Ironflow ships a benchmark suite that measures component throughput and end-to-end latency. Use it to establish baselines for your hardware and detect regressions.

Terminal window
# Component benchmarks (in-process, no server needed)
make bench
# Load tests (starts server, runs k6 scripts, captures pprof)
make loadtest
# Both
make bench-all
ToolRequired forInstall
Go 1.25+make benchAlready required
k6make loadtestbrew install k6

make bench and make loadtest both run against in-memory SQLite with embedded NATS. PostgreSQL comparison is not currently wired into the bench pipeline.

Runs Go testing.B benchmarks against in-memory SQLite with embedded NATS. No running server needed.

What’s measured:

CategoryBenchmarks
StoreCreateRun, CreateRun (parallel), GetRun, CreateStep, CreateEvent, ListRuns
EngineStepMemoLookup, CreateAndCompleteStep
NATSPublish, KV Put, KV Get, PublishSubscribe
PatternParse, Match, MatchWildcard, PatternMatcher
APIEmitEvent, GetRun, ListEvents, HealthCheck

Plus TestGoroutineLeak (asserts no goroutine leak after 500 step cycles) and TestBootTime (cold start to /health response — 10 iterations, reports median and p95; logs a warning above 500ms but does not fail).

BenchmarkStore_CreateRun-10 85423 14025 ns/op 2048 B/op 42 allocs/op
│ │ │ │ │ │
│ │ │ │ │ └ heap allocations per op
│ │ │ │ └ bytes allocated per op
│ │ │ └ nanoseconds per operation
│ │ └ iterations run
│ └ GOMAXPROCS
└ benchmark name

Lower ns/op = faster.

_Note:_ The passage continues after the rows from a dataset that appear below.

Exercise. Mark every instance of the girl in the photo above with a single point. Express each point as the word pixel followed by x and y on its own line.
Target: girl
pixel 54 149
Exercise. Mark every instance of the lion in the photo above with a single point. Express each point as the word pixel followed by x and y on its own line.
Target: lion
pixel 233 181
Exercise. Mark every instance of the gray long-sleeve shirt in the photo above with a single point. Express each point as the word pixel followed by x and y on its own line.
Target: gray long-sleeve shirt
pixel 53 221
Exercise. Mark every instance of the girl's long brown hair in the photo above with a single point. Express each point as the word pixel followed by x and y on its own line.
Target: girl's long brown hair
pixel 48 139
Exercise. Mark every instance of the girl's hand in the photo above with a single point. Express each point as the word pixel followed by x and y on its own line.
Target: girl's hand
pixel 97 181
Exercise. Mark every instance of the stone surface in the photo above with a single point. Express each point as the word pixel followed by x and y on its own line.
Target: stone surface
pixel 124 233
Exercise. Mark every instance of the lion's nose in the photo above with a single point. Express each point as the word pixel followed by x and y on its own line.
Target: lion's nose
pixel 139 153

Lower B/op and allocs/op = less GC pressure.

Starts an Ironflow server with serve --dev --port 9199 --pprof (with IRONFLOW_METRICS_ENABLED=true and a dedicated bench DB), registers the SDK benchmark worker from tests/loadtest/functions/, then runs k6 scripts over a 3m30s ramp.

What’s measured:

ScriptPeak VUsMetric
event-emission.js100Event ingest throughput and latency
mixed-workload.js100Weighted mix (40% emit, 20% list runs, 20% list events, 10% functions, 10% health)
function-invoke.js50Function trigger-to-completion time
event-to-projection.js50End-to-end event → projection latency via WebSocket
cancel-on-event.jsvariesEvent-driven run cancellation latency
policy-eval.jsvariesCEL policy evaluation throughput
http_req_duration...: avg=3.19ms min=245µs med=2.23ms max=27.3ms p(90)=7.67ms p(95)=9.28ms
http_req_failed.....: 0.00% 0 out of 134602
http_reqs...........: 134602 640.899/s
  • Thresholds are per-script — event-emission enforces p95 < 500ms / failure < 1%, mixed-workload p95 < 1s / failure < 1%, event-to-projection p95 < 2s, function-invoke p95 < 10s / failure < 5%, policy-eval failure < 1%
  • Results and pprof profiles are saved to tests/loadtest/results/{timestamp}/ — captures include heap-before.prof, heap-after.prof, goroutine-before.prof, goroutine-after.prof
Terminal window
# Compare heap before/after load
go tool pprof -diff_base results/heap-before.prof results/heap-after.prof
# Check goroutine state
go tool pprof results/goroutine-after.prof

The Grafana performance dashboard is included in the Helm chart at deploy/helm/ironflow/dashboards/ironflow-performance.json. When deployed with monitoring.dashboards.enabled=true, Grafana auto-imports it via sidecar. For standalone Grafana, import the JSON file directly. Requires IRONFLOW_METRICS_ENABLED=true.